OISD staff to carry concealed handguns after Uvalde shooting

OISD staff to carry concealed handguns after Uvalde shooting

Staff members at all three Olney Independent School District campuses will be trained to carry concealed handguns in the coming school year, and the district already has adopted most safety measures recommended by local law enforcement and state education officials, Superintendent Dr Greg Roach said.

Dr. Roach reported the plan to the board of trustees June 27 at the first meeting of the OISD board after 19 students and two teachers died in a school shooting in Uvalde May 24.

“We will have the staff carrying concealed handguns,” Dr. Roach said after the meeting. “The Texas Education Agency has done a lot. They are going to be doing some things statewide.”

OISD has been implementing these recommendations for several years with the help of Olney Police Chief Dan Birbeck, who also conducts active shooter training for public entities and businesses across the region.

“The police department and the school district are working very closely together to ensure measures are being taken to heighten our security posture,” Chief Birbeck said. “We are also working together to look at best practices and work together on a risk, threat and vulnerability assessment to continue to improve on existing security measures.”

Chief Birbeck said the police department will train school staff and eventually conduct a citywide first responder and emergency services drill “so that we’re training in the environment we are operating in.”

OISD has already added keyless entry to buildings and self-locking classroom doors, as well as full-coverage security cameras in school buildings

“We are doing 90 percent of what they’re recommending, it’s been ongoing for years,” Dr.

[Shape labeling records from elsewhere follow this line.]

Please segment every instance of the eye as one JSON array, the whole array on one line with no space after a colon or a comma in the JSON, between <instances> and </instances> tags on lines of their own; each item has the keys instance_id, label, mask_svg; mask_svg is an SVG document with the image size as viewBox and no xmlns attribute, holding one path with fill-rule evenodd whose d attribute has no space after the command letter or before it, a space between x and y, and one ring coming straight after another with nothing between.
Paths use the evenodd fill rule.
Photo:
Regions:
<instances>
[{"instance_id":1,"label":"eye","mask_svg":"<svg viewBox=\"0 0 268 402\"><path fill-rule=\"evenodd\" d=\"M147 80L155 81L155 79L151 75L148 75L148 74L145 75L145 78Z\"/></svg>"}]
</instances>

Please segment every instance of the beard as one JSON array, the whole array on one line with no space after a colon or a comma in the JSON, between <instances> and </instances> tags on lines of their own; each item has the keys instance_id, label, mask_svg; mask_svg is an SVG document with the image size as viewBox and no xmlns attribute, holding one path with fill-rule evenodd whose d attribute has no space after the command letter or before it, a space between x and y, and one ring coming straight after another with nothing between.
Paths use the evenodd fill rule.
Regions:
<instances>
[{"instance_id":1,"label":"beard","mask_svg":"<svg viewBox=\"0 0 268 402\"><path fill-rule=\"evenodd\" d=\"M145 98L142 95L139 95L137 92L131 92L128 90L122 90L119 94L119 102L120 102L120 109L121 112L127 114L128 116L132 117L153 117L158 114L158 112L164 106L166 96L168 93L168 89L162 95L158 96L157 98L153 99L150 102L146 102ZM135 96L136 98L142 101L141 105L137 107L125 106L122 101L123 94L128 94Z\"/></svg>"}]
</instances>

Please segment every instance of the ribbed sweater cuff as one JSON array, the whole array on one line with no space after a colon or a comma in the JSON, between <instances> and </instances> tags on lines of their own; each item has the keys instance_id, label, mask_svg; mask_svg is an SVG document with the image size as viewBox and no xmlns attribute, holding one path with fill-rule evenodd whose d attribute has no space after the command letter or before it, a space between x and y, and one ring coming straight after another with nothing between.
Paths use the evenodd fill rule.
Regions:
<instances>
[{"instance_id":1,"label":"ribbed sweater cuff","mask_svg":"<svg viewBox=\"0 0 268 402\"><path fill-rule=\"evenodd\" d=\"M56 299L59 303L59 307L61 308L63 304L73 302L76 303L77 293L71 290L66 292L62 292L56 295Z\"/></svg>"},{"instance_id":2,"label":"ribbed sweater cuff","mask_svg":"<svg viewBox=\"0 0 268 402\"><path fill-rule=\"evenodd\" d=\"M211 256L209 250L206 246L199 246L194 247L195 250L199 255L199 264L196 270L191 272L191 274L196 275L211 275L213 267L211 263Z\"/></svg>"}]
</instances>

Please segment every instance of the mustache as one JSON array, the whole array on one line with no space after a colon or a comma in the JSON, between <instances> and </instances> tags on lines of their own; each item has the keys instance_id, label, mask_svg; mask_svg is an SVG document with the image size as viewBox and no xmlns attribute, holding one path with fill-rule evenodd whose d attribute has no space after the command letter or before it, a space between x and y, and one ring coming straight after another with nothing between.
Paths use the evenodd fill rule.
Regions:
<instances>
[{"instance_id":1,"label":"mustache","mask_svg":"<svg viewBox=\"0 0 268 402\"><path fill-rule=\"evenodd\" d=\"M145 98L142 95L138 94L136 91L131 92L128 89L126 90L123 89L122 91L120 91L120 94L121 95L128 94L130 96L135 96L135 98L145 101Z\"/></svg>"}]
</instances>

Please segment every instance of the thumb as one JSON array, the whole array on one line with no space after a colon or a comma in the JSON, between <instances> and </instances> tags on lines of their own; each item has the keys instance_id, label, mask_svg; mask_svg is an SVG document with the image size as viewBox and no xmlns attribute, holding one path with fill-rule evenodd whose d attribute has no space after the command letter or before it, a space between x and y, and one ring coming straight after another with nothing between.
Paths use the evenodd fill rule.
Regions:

Roach said. “We just add a little bit more each year.”

Texas Gov. Greg Abbott has instructed Texas State University’s Advanced Law Enforcement Rapid Response Training (ALERTT) programs to consult with all school districts across the state after the shootings at Robb Elementary School in Uvalde.

Police and first responders have been criticized for waiting over an hour to breach the classroom door where the 18-year-old gunman was holding fourth-graders and their teachers hostage.

A July 6 report by ALERTT found that law enforcement missed several opportunities to stop the gunman before he entered the school, and that school security doors were not functioning properly. The report also criticized the responders for having multiple teams of officers that were not coordinating with each other. Because of these failures, it took police more than an hour to enter the classrooms and neutralize the attacker, the report said.

“ALERRT teaches that first responders’ main priority in an active shooter situation is to first Stop the Killing and then Stop the Dying,” the report said. “Ideally the officers would have placed accurate return fire on the attacker when the attacker began shooting at them.”

Chief Birbeck said the Uvalde shootings exposed gaps in active shooter training that he intends to rectify in training armed school staff and first responders.

“There is a lot to be learned from that, to break it down and teach the officers what they are up against,” he said. “It is hard for small agencies … to balance their budgets with training time and equipment. That will always be the struggle. It is my pledge that Olney Police Department receive appropriate training and equipment to appropriately respond to that type of threat.”